Life is full of hardship and difficulty at American University.
The Washington D.C., school – which is ranked 72nd in the country and has a tuition of more than $43,000 per year – is replete with depressed, marginalized and racially oppressed students who need to be coddled, cuddled and spoken to in low, hushed tones so as not to trigger some sort of mental episode.
It’s not a fun place to be, so during the campaign to elect a new student body president, the candidates spoke about the interminable needs of these delicate flowers, The Eagle reported.

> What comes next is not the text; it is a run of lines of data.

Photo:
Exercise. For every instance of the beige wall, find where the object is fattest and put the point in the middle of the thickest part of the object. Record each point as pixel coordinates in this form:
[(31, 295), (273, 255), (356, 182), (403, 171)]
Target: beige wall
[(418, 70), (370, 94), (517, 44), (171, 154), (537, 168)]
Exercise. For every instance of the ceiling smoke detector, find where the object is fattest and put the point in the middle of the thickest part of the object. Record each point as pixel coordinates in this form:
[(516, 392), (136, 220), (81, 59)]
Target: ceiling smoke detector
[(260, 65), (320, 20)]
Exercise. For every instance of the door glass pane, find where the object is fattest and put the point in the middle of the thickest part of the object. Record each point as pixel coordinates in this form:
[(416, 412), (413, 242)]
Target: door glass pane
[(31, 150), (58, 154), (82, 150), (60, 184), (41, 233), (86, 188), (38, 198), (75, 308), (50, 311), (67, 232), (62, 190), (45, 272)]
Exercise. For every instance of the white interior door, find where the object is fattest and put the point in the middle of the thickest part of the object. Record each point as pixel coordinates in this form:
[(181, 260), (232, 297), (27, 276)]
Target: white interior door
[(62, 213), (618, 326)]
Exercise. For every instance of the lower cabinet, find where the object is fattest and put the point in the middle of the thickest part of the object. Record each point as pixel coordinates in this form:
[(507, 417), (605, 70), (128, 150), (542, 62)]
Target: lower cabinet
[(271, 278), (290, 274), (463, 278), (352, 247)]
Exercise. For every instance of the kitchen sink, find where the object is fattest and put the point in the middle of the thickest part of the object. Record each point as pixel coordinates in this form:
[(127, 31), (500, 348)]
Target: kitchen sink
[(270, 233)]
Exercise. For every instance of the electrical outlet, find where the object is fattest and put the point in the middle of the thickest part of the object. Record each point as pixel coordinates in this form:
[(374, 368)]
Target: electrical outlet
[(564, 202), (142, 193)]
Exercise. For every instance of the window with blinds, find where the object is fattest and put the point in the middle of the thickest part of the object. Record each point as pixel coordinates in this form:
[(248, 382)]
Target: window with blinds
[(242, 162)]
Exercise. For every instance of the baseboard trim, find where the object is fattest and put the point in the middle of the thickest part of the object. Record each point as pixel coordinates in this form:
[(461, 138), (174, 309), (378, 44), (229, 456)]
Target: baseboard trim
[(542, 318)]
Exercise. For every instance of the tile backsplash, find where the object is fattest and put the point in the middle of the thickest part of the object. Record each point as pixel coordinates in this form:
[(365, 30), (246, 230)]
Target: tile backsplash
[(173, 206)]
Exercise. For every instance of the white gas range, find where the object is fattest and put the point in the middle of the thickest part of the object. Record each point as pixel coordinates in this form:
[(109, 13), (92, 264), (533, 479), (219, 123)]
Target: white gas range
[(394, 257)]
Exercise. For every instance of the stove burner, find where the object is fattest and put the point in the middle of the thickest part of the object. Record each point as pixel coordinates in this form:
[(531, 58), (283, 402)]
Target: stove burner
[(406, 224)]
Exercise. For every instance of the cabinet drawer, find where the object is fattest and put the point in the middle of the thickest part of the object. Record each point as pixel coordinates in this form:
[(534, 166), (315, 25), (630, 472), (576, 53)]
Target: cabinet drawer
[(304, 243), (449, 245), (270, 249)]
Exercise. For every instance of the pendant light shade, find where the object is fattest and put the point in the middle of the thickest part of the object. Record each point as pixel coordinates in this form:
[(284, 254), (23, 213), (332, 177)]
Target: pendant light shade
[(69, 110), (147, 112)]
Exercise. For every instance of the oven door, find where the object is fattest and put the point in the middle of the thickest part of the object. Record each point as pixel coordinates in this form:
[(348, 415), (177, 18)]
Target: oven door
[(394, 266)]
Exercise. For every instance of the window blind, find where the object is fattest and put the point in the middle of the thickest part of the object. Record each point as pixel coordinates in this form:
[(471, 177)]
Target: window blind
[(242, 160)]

One candidate – Matt Mullin – said the counseling center should be open 24 hours per day, seven days per week – you know, for those 3 a.m. Sunday “triggering” events like a rerun of “Gilligan’s Island.”
Another candidate – Devontae Torriente – who was behind the creation of a “microaggression reporting portal” said he wants more minorities on faculty because … well, skin color makes all the difference.
Candidate Will Mascaro said because he’s white, he’ll let “non-white people” develop his diversity policy.
I’ll be the first to admit that as a white man, I have not experienced racism, and I never will experience racism,” Mascaro said during the debate. “So, I am not the person who should be leading the charge on this issue. I have to lead from behind.”
At times there were “snaps of encouragement” from the audience. It’s enough to give you douche chills.
— The Eagle (@TheEagleOnline) March 18, 2016
Will Mascaro did take the lead on one important issue: Making sure that students accused of sexual assault are not protected by any confidentiality. That way as soon as someone makes a complaint, the male student can be tagged and labeled a rapist without any evidence at all.
Way to lead the charge, Will.
By the way, while they’re screaming for more diversity and inclusion, American University is one of the most racially diverse colleges in the country. More than 45 percent of the student body are minorities and almost 35 percent of the faculty are non-white.
All in all, it was a bunch of whiny students promising more coddling and inclusion at a school that costs more than most people make in an average year.